Dusty Dvoracek had surgery to repair a torn left bicep just before the spring game. He is expected to make a full recovery to subsequently be ready by August. Dvoracek was unblockable all spring and is sure to garnish all-American status again if it continues. Remi Ayodele may be the most physically gifted player on the DL outside of Dvoracek. RS freshman Cory Bennett made great strides in the transition to tackle from his high school position of DE. He is undersized by his quickness made him a part of this rotation. The biggest improvement came from Steven Coleman who is now injury free. Some feel Carl Pendleton is no longer part of the starting rotation, but he continues to improve and remains one of the most active guys up front. He is still bothered by the same nagging injuries of 2004.

C.J. Ah You is a pass rushing specialist from junior college, but he still needs work on his run game responsibilities. Larry Birdine has become the emotional leader for the defense, but minor injuries kept him limited this spring. Alonzo Dotson made the best strides and has made a case for sharing starting duties with Calving Thibodeaux, who plays opposite Birdine. Thibodeaux is back from major knee surgery last season and had (all be them) brief, but still impressive results. John Williams looks like the next star judging spring play, but again he seemed to be overshadowed by Dotson for the first time. What a good 'team' problem to have.

Clint Ingram had the best spring of any Sooner. He is one of the best athletes and he is showing a better understanding of the system.
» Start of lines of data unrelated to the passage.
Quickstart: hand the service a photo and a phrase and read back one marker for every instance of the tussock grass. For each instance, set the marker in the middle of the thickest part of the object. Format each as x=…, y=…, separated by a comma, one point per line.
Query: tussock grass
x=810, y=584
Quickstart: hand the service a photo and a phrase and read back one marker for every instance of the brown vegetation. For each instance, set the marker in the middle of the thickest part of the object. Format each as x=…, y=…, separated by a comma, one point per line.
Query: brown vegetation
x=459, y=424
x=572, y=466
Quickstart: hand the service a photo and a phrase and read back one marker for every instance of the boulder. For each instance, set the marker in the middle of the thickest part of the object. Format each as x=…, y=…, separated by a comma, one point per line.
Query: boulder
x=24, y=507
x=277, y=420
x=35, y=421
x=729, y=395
His surprising development in the pass coverage department should keep the need for a (substituting) nickel back to a minimum. Rufus Alexander was the leading tackler this spring. Some witnesses claim he is starting to master the WLB spot as well or better than Butkus winners Teddy Lehman and Rocky Calmus, yikes! Zach Latimer has shown enough that he can start in the middle and has proved himself worthy in the passing game as well. Demarrio Pleasant played well enough this spring to earn his way into the starting rotation. He looks to be the future for Oklahoma as promised.
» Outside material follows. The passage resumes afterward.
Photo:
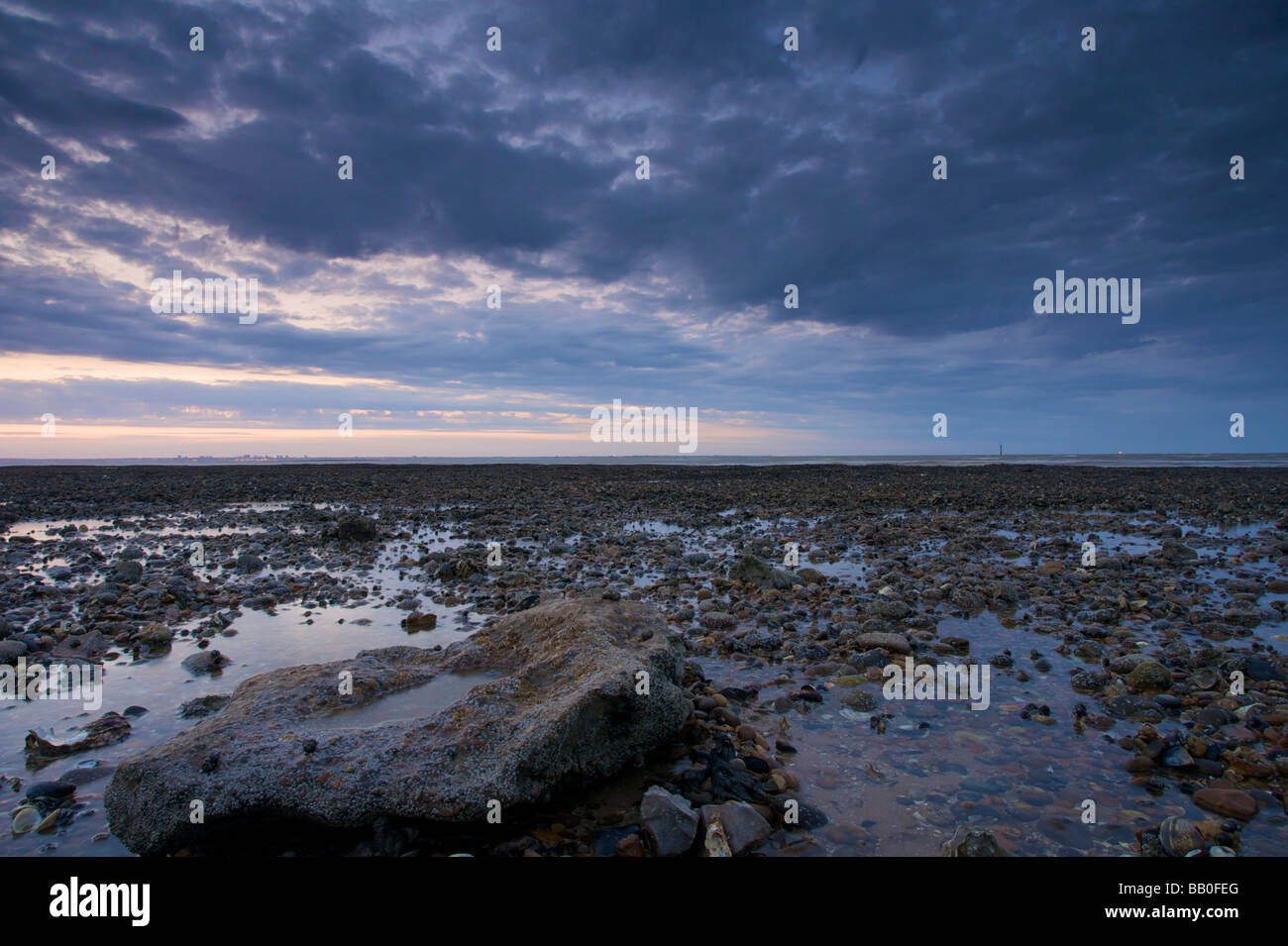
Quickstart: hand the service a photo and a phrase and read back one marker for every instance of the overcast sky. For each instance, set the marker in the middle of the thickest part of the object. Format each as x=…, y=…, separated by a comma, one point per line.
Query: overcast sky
x=518, y=168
D.J. Wolfe has moved from RB to CB and the change appears to be working. By the second week of spring, Wolfe was working with the first team opposite senior Eric Bassey. Although the transition went well, he has a ways to go before he becomes an every-down player. Chijioke Onyenegecha is the best package of size and speed, and he spent the spring game making plays and roaming the entire field. But coaches are still waiting for him to become a proven star as his hype suggested. Bassey had the best spring of any CB. After taking much heat in the past, Bassey was the only player at corner who took the field every time with the first unit. Much of the above news had to do with Marcus Walker as he sat out the entire spring recovering from off-season shoulder surgery just like Adrian Peterson. He will likely have a starting job waiting in the fall and is the team's only true cover corner. Coaches were hoping Jowahn Poteat could elevate his status, but he continues to play a backup role.

Lewis Baker moved here from LB and ran most of the spring with the first group as a strong safety. He is still not quite ready to be the main man. Tony Cade has been disappointing up to this point. In fact, Darien Williams easily overtook Cade this spring at free safety. Williams' light came on this spring, and he could be that missing link in the secondary that turns this group around. Jason Carter is still being used as a backup at best despite his knowledge of the system.

Oklahoma hired former Sooners linebacker Chris Wilson as the team's new defensive ends coach, filling a position originally vacated when defensive coordinator Bo Pelini left for LSU.